I would say the most important is the accommodation that lets him move freely when he just can't be still. He would be punished constantly without it.”
- posted by adhdmomma
"My son is starting fourth grade, and has received services since he was an infant. He has ADHD, sensory processing disorder, PANDAS (a tic disorder), OCD and anxiety. He's taking Vyvanse and Tenex and he's doing great. His accommodations include using an Alphasmart for all extended writing tasks in the classroom and on standardized tests, and he has a ton of testing accommodations.
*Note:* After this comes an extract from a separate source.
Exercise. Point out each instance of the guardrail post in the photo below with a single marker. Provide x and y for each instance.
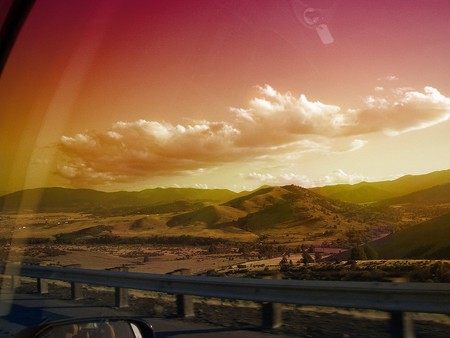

"I drafted my requests based on our state education department's testing accommodations manual and proposed them at my son's IEP review. They are: double time on tests longer than 20 minutes, with a 5 minute break per 20 minutes of testing; use of a visual timer set for 20-minute intervals; separate location for standardized tests; answers recorded in test booklets instead of answer sheets; use of on-task focusing prompts; use of word processors for extended writing tasks on tests; test directions and questions read aloud...and there are a few more. Best of all, he feels comfortable when he takes these tests, and he is doing very well, meeting grade level standards! His accommodations help him succeed in an inclusion class and we're hoping he will be able to mainstream to a general ed. class in the next few weeks -- with accommodations!”
- posted by gummie22
"My daughter and her class started preparing for the FCAT in first grade, though it did not count until third grade. (The FCAT is a Florida test that rates schools on how well they prepare students in reading and math.) I had my daughter's IEP include accommodations for a separate testing room with a proctor (and a few other students), along with extra time so she wasn't hurried. She scored one of the highest scores in third grade!"
- posted by chb123
"My son, who is entering fourth grade, has sensory integration dysfunction, ADHD symptoms, and high anxiety. He receives extended testing time with the option to take tests outside the normal classroom setting, and some tests are read to him. Tracking from the board is difficult, so his teachers must provide his board-work in written form. He has had an IEP since preschool, and this year we are adding the option for him to learn typing, since his motor delays make writing difficult.
- posted by vanstac
"My third grade daughter was diagnosed with ADHD last year. Spelling is a huge struggle for her, and she always feels rushed during spelling tests. For her IEP, she takes her spelling test in a separate classroom with an FM system, so she is not rushed and can focus."
- posted by JLHoover
"My second grade son has ADHD with distractibility. He is not normally hyper, so his case sometimes confuses teachers. He also has dyslexia. In his IEP, they have provided him with special assistance. If they are having a math test, they will cut the paper in half and allow him to do only half and get them correct, rather than being overwhelmed at the whole page and just writing down any number and getting them all wrong. They are also reading his tests and papers to him so he will be able to keep up with learning to read."
- posted by overitnow5
"Homework is a stressful time for our family. My fourth grade son takes medication during the school day. We are working with his doctor to add an afternoon dose to help during homework time, when my son is tired and distracted. He often knows the answers, but can't focus to write them down. I write his answers down for him. I had this added to his IEP. After all, we're trying to see if he knows the material, not if he knows how to write."
- posted by Brando88
Other At-Home Solution
"I am just getting started. My son will be in first grade and I am waiting for a meeting date with his teacher and school psychologist to set up accommodations. I will also be requesting an IEP evaluation. I am hoping the teacher will agree to a daily behavior sheet -- it's best for me to know what's going on, on a daily basis. My tip for living well: I have made laminated morning and bedtime routine charts that can be checked off with a dry erase marker. The morning routine is on the kitchen fridge and the bedtime routine is in the hall between the bathroom and my son's bedroom."